THE HAGUE -- SDN NFV World Congress -- The Facebook-led Telecom Infra Project (TIP) will launch a new working group dedicated to the subject of machine learning in November, it was revealed here this morning.
The new group will look at ways in which machine learning and artificial intelligence (AI) can improve network management and be co-chaired by Germany's Deutsche Telekom AG (NYSE: DT) and Spain's Telefónica, said Axel Clauberg, the vice president of aggregation, transport and IP for Deutsche Telekom, during a keynote presentation.
"This is about how machine learning is applied to network management and how artificial intelligence can be used," Clauberg told conference attendees.
Launched in early 2016, the Telecom Infra Project (TIP) aims to spur innovation in the network equipment market and lower technology costs through the use of open technologies and by fostering collaboration between its members, which include operators, established vendors and a growing number of network startups.
Facebook hopes that lower-cost technologies will be used to provide connectivity in underserved regions, giving it access to more potential users, while some telcos appear to have joined TIP out of frustration with their traditional suppliers.

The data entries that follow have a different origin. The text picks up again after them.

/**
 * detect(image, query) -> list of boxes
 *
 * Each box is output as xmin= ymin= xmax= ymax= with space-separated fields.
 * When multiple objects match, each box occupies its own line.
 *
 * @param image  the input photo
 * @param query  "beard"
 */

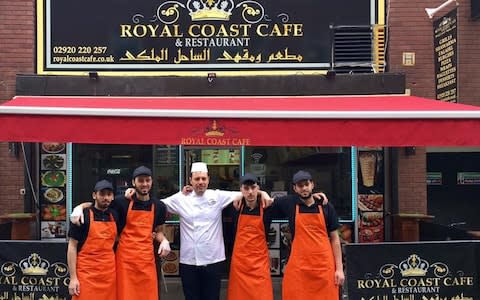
xmin=298 ymin=192 xmax=312 ymax=201
xmin=135 ymin=187 xmax=150 ymax=196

Operators have previously complained that vendors tie them to long and expensive contracts and about the lack of interoperability between products from different suppliers.
They hope to put pressure on those vendors by teaming up with startups and taking greater advantage of open source technologies. (See TIP Players Voice Open Source Misgivings.)

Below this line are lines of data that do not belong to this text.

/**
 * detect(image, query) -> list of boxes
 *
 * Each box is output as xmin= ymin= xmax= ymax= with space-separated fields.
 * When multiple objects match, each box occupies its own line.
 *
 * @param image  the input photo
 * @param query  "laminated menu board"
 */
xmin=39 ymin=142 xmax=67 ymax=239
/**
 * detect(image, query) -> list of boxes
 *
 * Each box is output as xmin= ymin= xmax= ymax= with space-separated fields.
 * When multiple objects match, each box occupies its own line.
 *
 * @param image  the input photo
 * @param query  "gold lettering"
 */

While few details are currently available about the new AI working group, its formation clearly reflects growing interest in the potential of machine learning.

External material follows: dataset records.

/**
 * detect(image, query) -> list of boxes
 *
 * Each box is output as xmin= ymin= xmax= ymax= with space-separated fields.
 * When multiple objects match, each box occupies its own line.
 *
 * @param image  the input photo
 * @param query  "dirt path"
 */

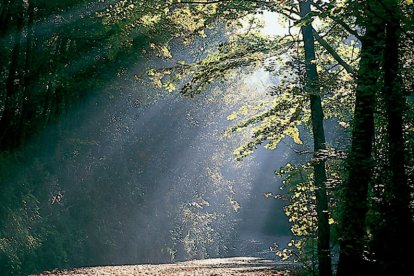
xmin=34 ymin=257 xmax=294 ymax=276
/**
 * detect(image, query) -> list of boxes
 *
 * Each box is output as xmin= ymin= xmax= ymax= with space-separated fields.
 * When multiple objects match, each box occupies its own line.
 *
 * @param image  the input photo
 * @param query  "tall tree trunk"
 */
xmin=382 ymin=0 xmax=414 ymax=274
xmin=299 ymin=0 xmax=332 ymax=276
xmin=337 ymin=8 xmax=384 ymax=276
xmin=0 ymin=1 xmax=24 ymax=150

Telcos are increasingly eager to "automate" their networks and cut out the need for human intervention. With so-called "zero-touch" capabilities, they would be able to make changes without relying on technicians.
"When something goes wrong you have an engineer touching the issue and that by default takes time to sort out," said Peter Konings, the head of product development in Europe for US-based Verizon Communications Inc. (NYSE: VZ), during a panel discussion here on Tuesday.
Arash Ashouriha, Deutsche Telekom's deputy chief technology officer, this week said the operator's ultimate goal was to build networks that could function with "no human involvement," arguing that "brutal automation" was the only way the company would be able to succeed in future.
Those comments and the formation of a working group on machine learning will fuel concern about the impact that automation and AI could have on jobs in the telecom sector.
While some analysts have downplayed the automation threat, arguing that many employees will simply get redeployed on other tasks, some operators are reportedly looking to use automation to cut their employee count by 50% or more. (See The Revolution Will Be Automated .)
But Clauberg says that Deutsche Telekom's current priority is to "get better at finding radical approaches to capital efficiency."
The volumes of traffic on its networks continue to rise exponentially just as average revenues per user keep falling, he complains.
"Five years ago we launched NFV [network functions virtualization] and we are pushing that and the cloudification of network functions heavily, but it is not enough," he said in explaining Deutsche Telekom's interest in joining TIP.
One concern is that telcos are now struggling to attract the brightest talent, with young software developers preferring to work for Internet companies such as Facebook or Google.
TIP can help to address that problem by bringing network operators together with startups. Through a program called the TIP Ecosystem Accelerator Center (TEAC), it is now providing telco support and even venture capital (VC) funding support to a number of startups.
"We've been talking to VCs recently and expect them to bring more money in," said Clauberg.
TIP has now opened three TEAC facilities globally and plans to open a fourth in Germany later this year. France's Orange is playing the role of telco "host" in Paris, while BT and SK Telecom are doing the same in London and Seoul respectively. Deutsche Telekom will host the TEAC in Germany.
In the UK, VCs have already made commitments to invest a total of $170 million in TIP startups, while in France they plan to invest $115 million, said Clauberg. (See UK's Zeetta Eyes £125M in TIP Funding and Orange, VCs Commit $113M to Network Startups as 'Black Box' Frustration Mounts.)